Fitch upgrades LMIRT issuer default rating to ‘CC’ from ‘RD’ on potential debt restructuring

Mia Pei

Mia Pei

Published Fri, Jan 5, 2024 · 03:55 PM
    • The “CC” rating, indicating high levels of credit risk, also shows that Fitch expects the Singapore-listed trust to be unlikely to raise sufficient funding to repay the remaining US$188.3 million of unsecured notes maturing on Jun 19, 2024, at par value.
    • The “CC” rating, indicating high levels of credit risk, also shows that Fitch expects the Singapore-listed trust to be unlikely to raise sufficient funding to repay the remaining US$188.3 million of unsecured notes maturing on Jun 19, 2024, at par value.
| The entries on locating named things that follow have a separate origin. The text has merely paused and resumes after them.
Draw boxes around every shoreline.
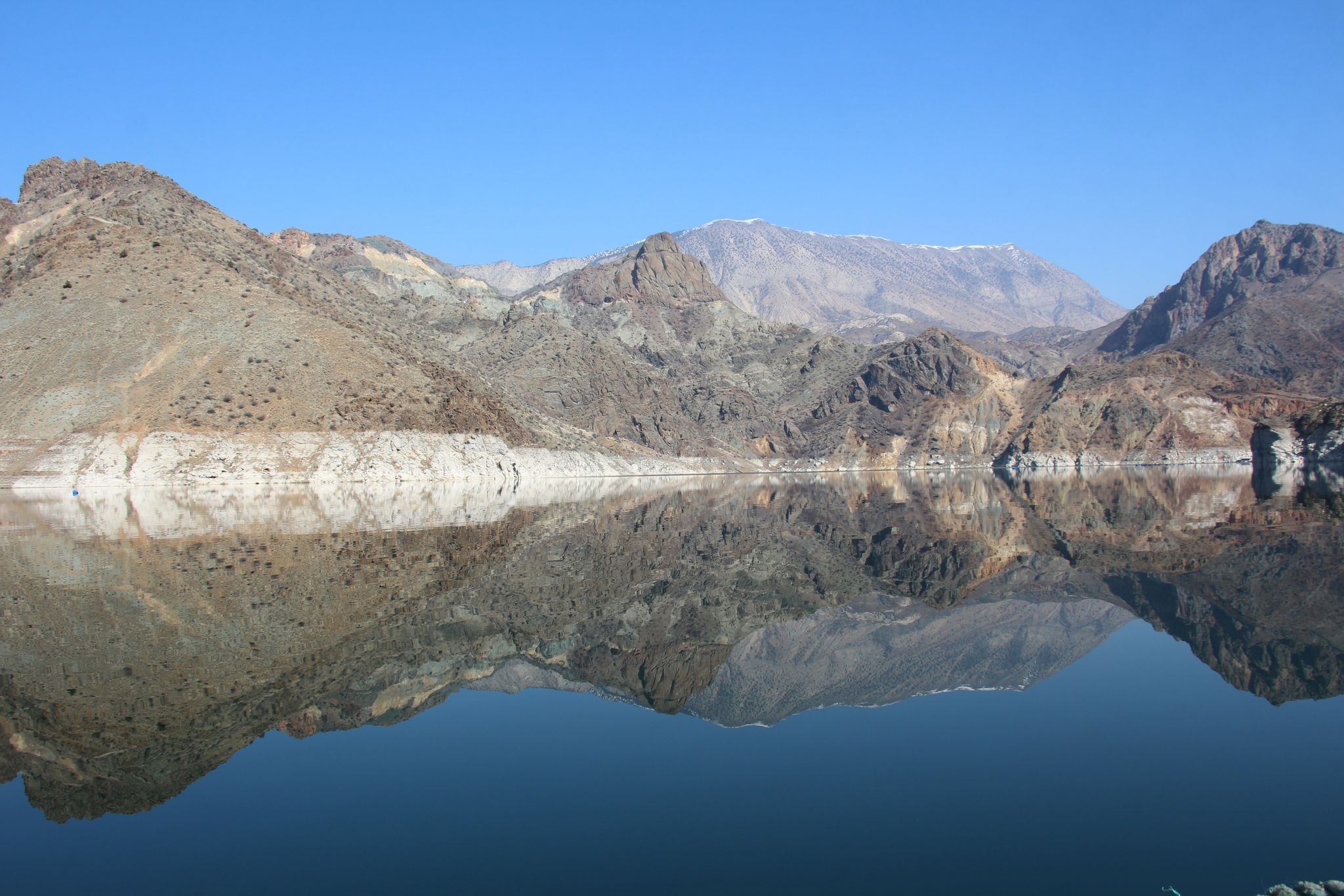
[0,430,1253,491]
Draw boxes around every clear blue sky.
[0,0,1344,305]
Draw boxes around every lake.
[0,468,1344,896]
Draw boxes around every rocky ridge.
[463,219,1124,342]
[0,160,1344,485]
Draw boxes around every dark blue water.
[0,472,1344,896]
[0,622,1344,896]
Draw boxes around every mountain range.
[0,160,1344,483]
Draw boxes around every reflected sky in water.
[0,469,1344,896]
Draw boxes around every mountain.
[461,219,1125,341]
[0,160,539,441]
[1097,220,1344,395]
[0,160,1344,486]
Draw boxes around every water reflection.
[0,469,1344,819]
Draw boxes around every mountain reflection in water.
[0,468,1344,819]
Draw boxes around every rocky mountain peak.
[19,156,169,203]
[1098,220,1344,356]
[559,232,726,306]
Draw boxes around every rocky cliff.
[1251,399,1344,469]
[1098,220,1344,395]
[8,160,1344,485]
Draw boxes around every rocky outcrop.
[1251,400,1344,469]
[999,352,1309,466]
[1098,220,1344,395]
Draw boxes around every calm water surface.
[0,469,1344,896]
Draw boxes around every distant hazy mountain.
[461,218,1125,341]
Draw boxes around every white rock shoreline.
[0,430,1251,489]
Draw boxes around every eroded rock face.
[1098,220,1344,395]
[1251,400,1344,469]
[1000,352,1309,466]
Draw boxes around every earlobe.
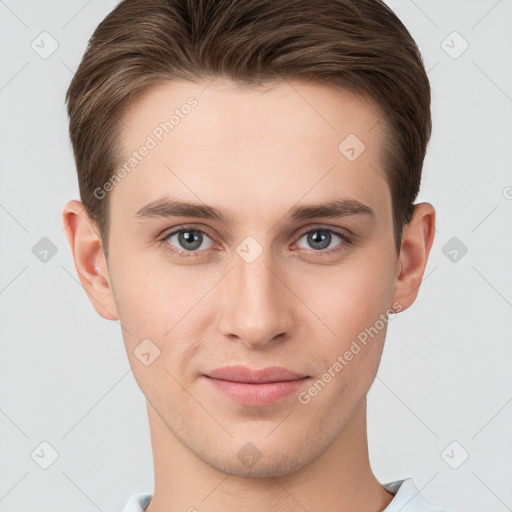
[393,203,435,310]
[62,200,119,320]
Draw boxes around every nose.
[220,243,294,348]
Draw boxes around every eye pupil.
[308,229,331,249]
[178,230,203,250]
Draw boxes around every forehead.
[111,80,389,223]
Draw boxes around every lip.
[204,366,310,406]
[206,366,308,384]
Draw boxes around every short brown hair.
[66,0,432,255]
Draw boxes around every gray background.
[0,0,512,512]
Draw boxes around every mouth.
[203,366,311,406]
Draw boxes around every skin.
[63,80,435,512]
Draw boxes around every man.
[63,0,450,512]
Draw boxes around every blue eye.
[297,228,350,251]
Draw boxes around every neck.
[146,400,393,512]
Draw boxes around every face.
[102,80,400,476]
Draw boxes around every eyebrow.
[134,197,375,225]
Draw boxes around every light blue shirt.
[123,478,453,512]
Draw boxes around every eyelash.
[158,226,354,258]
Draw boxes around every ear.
[393,203,436,311]
[62,200,119,320]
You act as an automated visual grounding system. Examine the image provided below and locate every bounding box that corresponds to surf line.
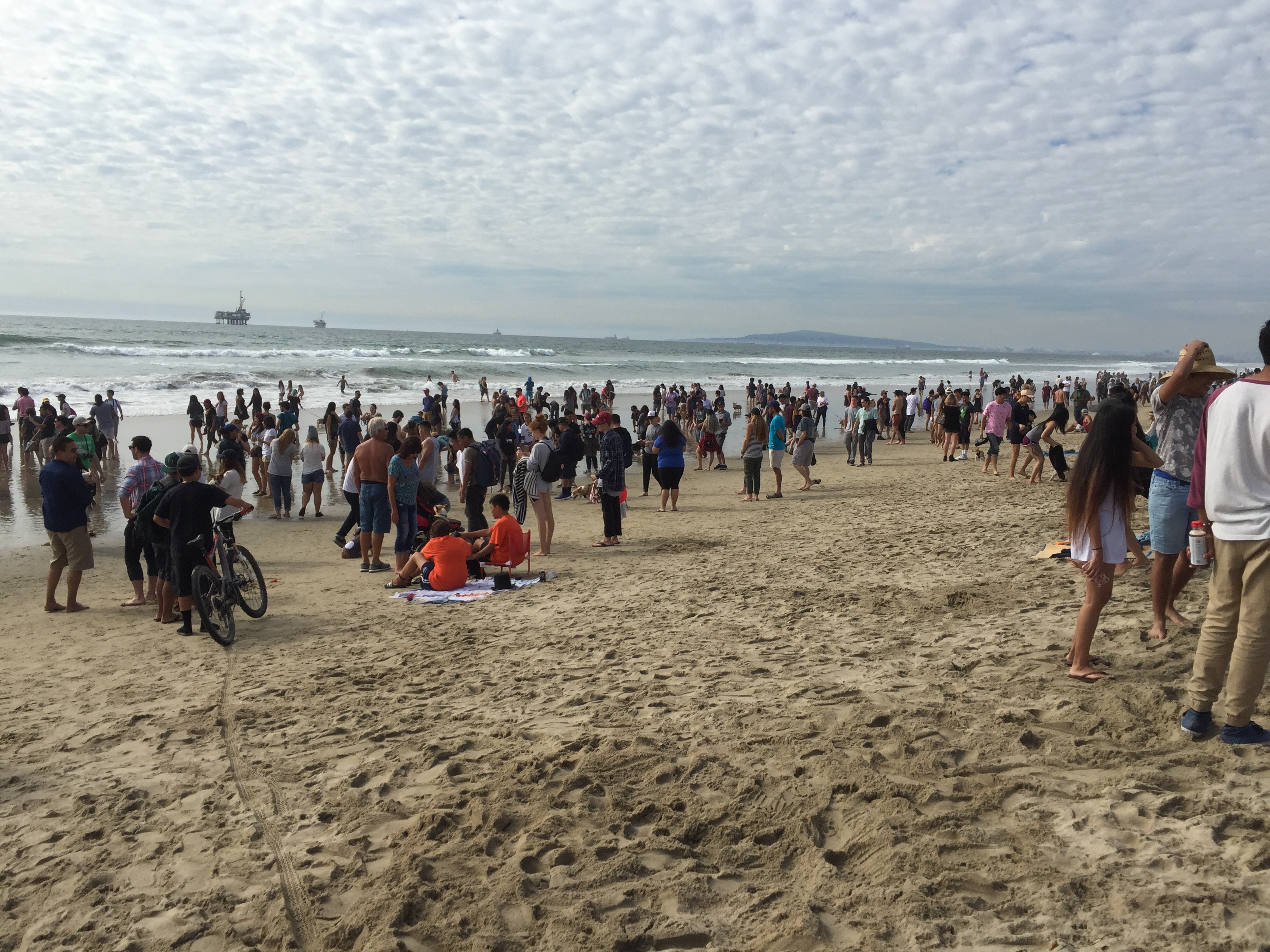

PHOTO: LIPPO MALLS INDONESIA RETAIL TRUST

    FITCH Ratings has upgraded Lippo Malls Indonesia Retail Trust’s (LMIRT) long-term issuer default rating to “CC” from “RD”, after downgrading it to “RD” from “C” following the completion of a tender offer.

    The “CC” rating, indicating high levels of credit risk, is to reflect the increasing likelihood of a debt restructuring, given the low take-up rate of the tender offer, said Fitch in a report on Friday (Jan 5).

    It also shows that Fitch expects the Singapore-listed trust to be unlikely to raise sufficient funding to repay the remaining US$188.3 million of unsecured notes maturing on Jun 19, 2024, at par value.

    Fitch added that the previous downgrade to “RD”, or restricted default, was because the tender offer was seen as a distress debt exchange, as it results in a material reduction in terms and was conducted to avoid a default.

    Fitch has also upgraded the rating on LMIRT’s senior unsecured notes due 2024 and 2026 to “CC”, from “C”, with a recovery rating of “RR4”, indicating average recovery prospects given default.

    The “RR4” rated securities have characteristics consistent with securities historically recovering 31 to 50 per cent of current principal and related interest, according to Fitch.

    Fitch highlighted LMIRT’s liquidity concerns, led by the high execution risks around its ability to pledge some of its unencumbered assets, and dispose of non-core assets in the near term, in addition to its insufficient cash balance of S$99 million as at the end of September last year.

    After the market closed on Thursday, LMIRT’s manager noted that the trust’s aggregate leverage ratio is likely to have risen to 44.3 per cent for the fourth quarter of 2023, from 43 per cent in the previous quarter, primarily driven by a 7.7 per cent decline in the trust’s investment properties’ value.

    The manager also noted that the trust’s debt obligations fell by around S$19.5 million after the completion of the tender offers in December last year.